Iron Deficiency Anemia Clinical Trial
Official title:
Enhancing Treatment of Iron Deficiency and Iron Deficiency Anemia With an Antioxidant, Vitamin E
The study addresses treatment of iron deficiency, the most common nutritional deficiency that infants and young children encounter. With the knowledge that iron deficiency may irreversibly affect a baby's long-term neurodevelopment and behavior, the investigators are offering free screening blood draws at Children's Hospital Colorado to older babies and toddlers (9-24 months old). If their blood results indicate a serum ferritin of ≤ 15 micrograms/dL without the presence of an elevated C-reactive protein (CRP), they will be invited to continue in the intervention portion of the study, where they will receive iron supplements as well as vitamin E (or placebo) for an eight week treatment period. The rationale for the study is to test whether addition of Vitamin E, an antioxidant and anti-inflammatory agent, improves the treatment response to supplemental iron.

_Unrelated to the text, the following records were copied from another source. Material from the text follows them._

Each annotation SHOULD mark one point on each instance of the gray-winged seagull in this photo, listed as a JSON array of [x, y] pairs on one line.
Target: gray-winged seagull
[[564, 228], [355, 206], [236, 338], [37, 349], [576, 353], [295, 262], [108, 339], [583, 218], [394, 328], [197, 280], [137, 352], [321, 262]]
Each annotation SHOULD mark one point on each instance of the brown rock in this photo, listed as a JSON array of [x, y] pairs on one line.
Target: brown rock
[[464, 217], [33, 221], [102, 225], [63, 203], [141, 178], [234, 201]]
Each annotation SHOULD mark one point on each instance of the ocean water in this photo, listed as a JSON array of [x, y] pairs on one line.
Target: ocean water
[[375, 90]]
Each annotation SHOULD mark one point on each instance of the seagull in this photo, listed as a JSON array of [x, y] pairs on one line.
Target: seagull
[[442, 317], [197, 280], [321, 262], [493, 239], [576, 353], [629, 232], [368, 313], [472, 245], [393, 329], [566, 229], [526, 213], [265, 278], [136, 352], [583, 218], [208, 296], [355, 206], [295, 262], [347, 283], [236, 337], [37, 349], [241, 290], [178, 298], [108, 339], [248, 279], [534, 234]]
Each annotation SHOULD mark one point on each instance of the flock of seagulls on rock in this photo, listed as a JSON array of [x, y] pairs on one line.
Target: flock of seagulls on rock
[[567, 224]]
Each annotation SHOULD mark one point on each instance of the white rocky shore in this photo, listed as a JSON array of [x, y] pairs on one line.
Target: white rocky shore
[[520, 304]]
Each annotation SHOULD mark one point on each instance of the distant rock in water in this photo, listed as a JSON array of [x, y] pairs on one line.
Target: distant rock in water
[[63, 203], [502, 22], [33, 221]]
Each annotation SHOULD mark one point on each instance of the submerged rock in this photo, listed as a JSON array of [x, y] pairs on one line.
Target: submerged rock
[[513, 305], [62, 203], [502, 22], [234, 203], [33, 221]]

Enhancing Treatment of Iron Deficiency and Iron Deficiency Anemia with an Antioxidant,
Vitamin E
Synopsis/Abstract Iron Deficiency (ID) and Iron Deficiency Anemia (IDA) are common in older
breastfed infants and toddlers. Treatment of 3-6 mg iron/kg/day is recommended by the
American Academy of Pediatrics (AAP), but this regimen often results in only modest changes
in iron status, despite being a substantially higher dose (relative to body weight) than is
commonly used for adults. We propose that high therapeutic doses of iron induce an
inflammatory response, thus increasing hepatic synthesis of a critical regulator of iron
absorption, hepcidin, which functions to limit iron absorption in the context of
inflammation. In infants and toddlers found to have ID or IDA, we propose to evaluate the
efficacy of the addition of Vitamin E to iron therapy compared with the same dose of iron
alone. Our primary hypothesis is that in infants and toddlers with ID or IDA, 2 months of
supplemental Vitamin E combined with therapeutic iron supplementation will be more
efficacious than the same dose of iron alone. The study design is a randomized, double blind
efficacy trial of 2 months of iron therapy (6 mg/kg/day) with or without Vitamin E (18
mg/day), in infants and toddlers with ID or IDA from 9 to 24 months of age. Primary outcomes
include biomarkers of iron status (ferritin, hemoglobin, transferrin saturation, and
transferrin receptor); secondary outcomes include biomarkers of inflammation and oxidant
stress. Subjects: We will screen older infants (9-12 months of age) who were predominantly
breastfed through at least the first 9 months of life, and toddlers (12-24 months of age)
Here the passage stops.